Born on September 4 in Riga (Latvia)
Walter Zapp created the prototype of a camera smaller than a cigar and weighing less than a cigarette lighter - a stroke of a genius with long-term effects! With the construction of the MINOX, which became famous all over the world as a spy camera, Zapp also laid the foundation stone for the establishment of the traditional company bearing the same name.
With the construction of the tiny Ur-MINOX, the young engineer Walter Zapp succeeded in realizing a great dream - the miniaturization of a photographic camera. Despite its extremely small dimensions - the MINOX was able to disappear effortlessly into a closed fist - the fully functional prototype already delivered photographic results of outstanding quality.

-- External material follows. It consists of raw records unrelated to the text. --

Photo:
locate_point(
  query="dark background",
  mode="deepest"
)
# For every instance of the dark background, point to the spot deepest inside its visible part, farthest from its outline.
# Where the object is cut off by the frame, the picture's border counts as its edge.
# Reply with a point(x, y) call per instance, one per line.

This camera was developed into a revised version, which later became known as the so-called Riga MINOX, named after the capital of Latvia. The state electrical appliance factory VEF began production and brought this series to the world market on April 12th 1938, which was coincidentally the 100th year of photography. The popular 8x11 mm negative format was born.
In March 1941, Walter Zapp fled to the West. With a bit of luck he reached Germany, with the Ur-MINOX, the Riga MINOX (the first production model) and the wooden model in his pocket. By the time production had ceased, a total of around 17,500 sub-miniature cameras had left the factory.
Walter Zapp left the MINOX plant after considerable differences with Rinn & Cloos.
Walter Zapp was offered a contract as a MINOX engineer, which brought employment to the famous founder of the MINOX brand, until his death on 17.07.2003 - tantamount to a reconciling turning point in his extremely eventful life.
Died on July 17 in Binningen (Switzerland).